Die Fusion der Deutschen Börse mit der London Stock Exchange ist auch eine Reaktion auf den wachsenden Druck, unter dem der etablierte Aktienhandel steht. Newcomer machen sich immer breiter.

Time is money. Diesen Satz soll angeblich schon 1748 der amerikanische Erfinder und Staatsmann Benjamin Franklin gesagt haben. Doch er gilt noch heute, und das sogar immer mehr. Während Benjamin Franklin und seine Zeitgenossen sich noch im gemütlichen Gespräch mit ihrem Bankier darüber unterhalten haben, wie sie ihr Geld anlegen konnten, können selbst professionelle Anleger heute kaum noch nachdenken. Im Hochfrequenzhandel liefern sich Händler einen Wettlauf um neue Geschwindigkeitsrekorde: Mit der heute üblichen Hightech-Ausrüstung können Dienstleister mehr als 100 000 Transaktionen pro Sekunde und Kunde abwickeln. Seit dem vergangenen Jahr ist die Kommunikation zwischen den Finanzzentren von London und New York um weitere 2,6 Millisekunden (rund zehn Prozent) beschleunigt worden. Mit dem Fortschritt der Technik existieren für die Händler bald nur noch die Grenzen der Physik – und deren letzte Barriere, die Lichtgeschwindigkeit. Es ist daher nicht überraschend, dass nach der Finanzkrise von 2007/2008 immer mehr Experten und Politiker eine Einschränkung dieses extrem schnellen Handels fordern.

 

Die Finanzwerte übertriffen die Wirtschaftsleistung

In Millisekunden werden Billionen von Euro rund um die Welt bewegt. Kein Wunder, dass da oftmals Computersysteme die Steuerung übernehmen müssen, das menschliche Gehirn wäre damit überfordert, in so kurzer Zeit wichtige Entscheidungen treffen zu können. Insgesamt umfasst der weltweite Finanzmarkt die Summe von 294 Billionen Dollar. Um eine Vorstellung davon zu haben, wie groß dieses Volumen ist, lohnt ein Vergleich mit dem globalen Bruttoinlandsprodukt (BIP). Das liegt bei knapp 76 Billionen US-Dollar. Damit ist der Markt der globalen Finanzwerte also fast viermal so groß wie die Wirtschaftsleistung, die rund um die Welt erbracht wird.

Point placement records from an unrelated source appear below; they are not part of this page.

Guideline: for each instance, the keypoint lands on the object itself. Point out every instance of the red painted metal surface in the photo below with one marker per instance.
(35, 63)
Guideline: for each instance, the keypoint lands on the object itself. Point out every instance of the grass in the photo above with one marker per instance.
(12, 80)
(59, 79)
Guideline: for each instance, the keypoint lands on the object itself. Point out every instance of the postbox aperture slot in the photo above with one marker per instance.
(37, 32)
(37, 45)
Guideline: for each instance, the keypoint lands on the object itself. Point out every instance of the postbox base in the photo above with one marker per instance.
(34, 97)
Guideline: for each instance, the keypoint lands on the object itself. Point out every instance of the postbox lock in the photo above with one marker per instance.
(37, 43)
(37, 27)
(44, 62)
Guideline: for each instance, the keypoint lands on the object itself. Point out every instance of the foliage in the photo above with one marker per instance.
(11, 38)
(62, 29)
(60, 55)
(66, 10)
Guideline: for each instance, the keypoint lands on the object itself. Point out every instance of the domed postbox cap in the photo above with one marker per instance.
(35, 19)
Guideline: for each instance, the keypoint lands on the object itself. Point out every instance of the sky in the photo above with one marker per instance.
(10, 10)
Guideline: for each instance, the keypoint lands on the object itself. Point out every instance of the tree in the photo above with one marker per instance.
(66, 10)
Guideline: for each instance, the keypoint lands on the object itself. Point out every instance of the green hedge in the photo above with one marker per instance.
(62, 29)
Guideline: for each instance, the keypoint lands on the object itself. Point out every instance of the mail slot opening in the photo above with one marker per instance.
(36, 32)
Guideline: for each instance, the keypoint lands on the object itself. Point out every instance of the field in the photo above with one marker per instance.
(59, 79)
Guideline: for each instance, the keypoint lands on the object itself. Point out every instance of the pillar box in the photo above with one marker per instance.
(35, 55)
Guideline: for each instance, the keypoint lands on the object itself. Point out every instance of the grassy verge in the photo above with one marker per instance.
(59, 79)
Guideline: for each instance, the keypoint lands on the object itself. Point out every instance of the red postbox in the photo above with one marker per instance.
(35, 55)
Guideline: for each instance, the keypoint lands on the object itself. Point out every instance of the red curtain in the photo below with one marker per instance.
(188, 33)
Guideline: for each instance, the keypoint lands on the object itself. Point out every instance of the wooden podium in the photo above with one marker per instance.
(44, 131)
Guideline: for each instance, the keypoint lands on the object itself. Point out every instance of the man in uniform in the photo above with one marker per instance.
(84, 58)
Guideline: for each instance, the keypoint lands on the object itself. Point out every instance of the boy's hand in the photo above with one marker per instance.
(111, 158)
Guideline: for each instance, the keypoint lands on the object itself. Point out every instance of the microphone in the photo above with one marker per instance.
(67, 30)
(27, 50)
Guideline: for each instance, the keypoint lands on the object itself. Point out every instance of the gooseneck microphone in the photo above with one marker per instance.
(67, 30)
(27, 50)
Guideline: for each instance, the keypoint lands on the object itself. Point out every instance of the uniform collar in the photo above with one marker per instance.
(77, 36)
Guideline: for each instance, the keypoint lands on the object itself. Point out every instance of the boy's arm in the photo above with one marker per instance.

Der Aktienmarkt umfasst dabei rund 69 Billionen Dollar, das sind gut 23,5 Prozent. Der Rest besteht aus festverzinslichen Wertpapieren aller Art. Die ausstehenden öffentlichen Schulden, in Form von am Kapitalmarkt begebenen Staatsanleihen, sowie die Anleihen, die Kreditinstitute ausgegeben haben, kommen zusammen auf rund 120 Billionen Dollar – doch die werfen in der Zeit der Null-Zins-Politik der Notenbanken keine Rendite mehr ab. Hinzu kommen Anleihen von Unternehmen außerhalb des Finanzsektors. Diese haben ein ausstehendes Volumen von rund 31 Billionen Dollar oder 10,5 Prozent, die für Anleger wiederum interessant sind, weil sie in der Regel mehr Zinsen versprechen als die Staatspapiere.

Die Hälfte der Geschäfte geht an den Börsen vorbei

Der Handel mit diesen riesigen Summen hat sich in den vergangenen Jahren deutlich verändert. Während noch in den neunziger Jahren der überwiegende Teil etwa des Aktienhandels ausschließlich über die etablierten und weitgehend regulierten Börsenplätze abgewickelt wurde, haben sich inzwischen immer mehr „Nebenbörsen“ entwickelt. Experten schätzen, dass rund die Hälfte aller Wertpapiergeschäfte heute außerhalb der Börsen stattfindet. Dies ist wohl auch einer der Hauptgründe dafür, dass die Welt der traditionellen Börsen weltweit seit Jahren auf Konsolidierungskurs ist.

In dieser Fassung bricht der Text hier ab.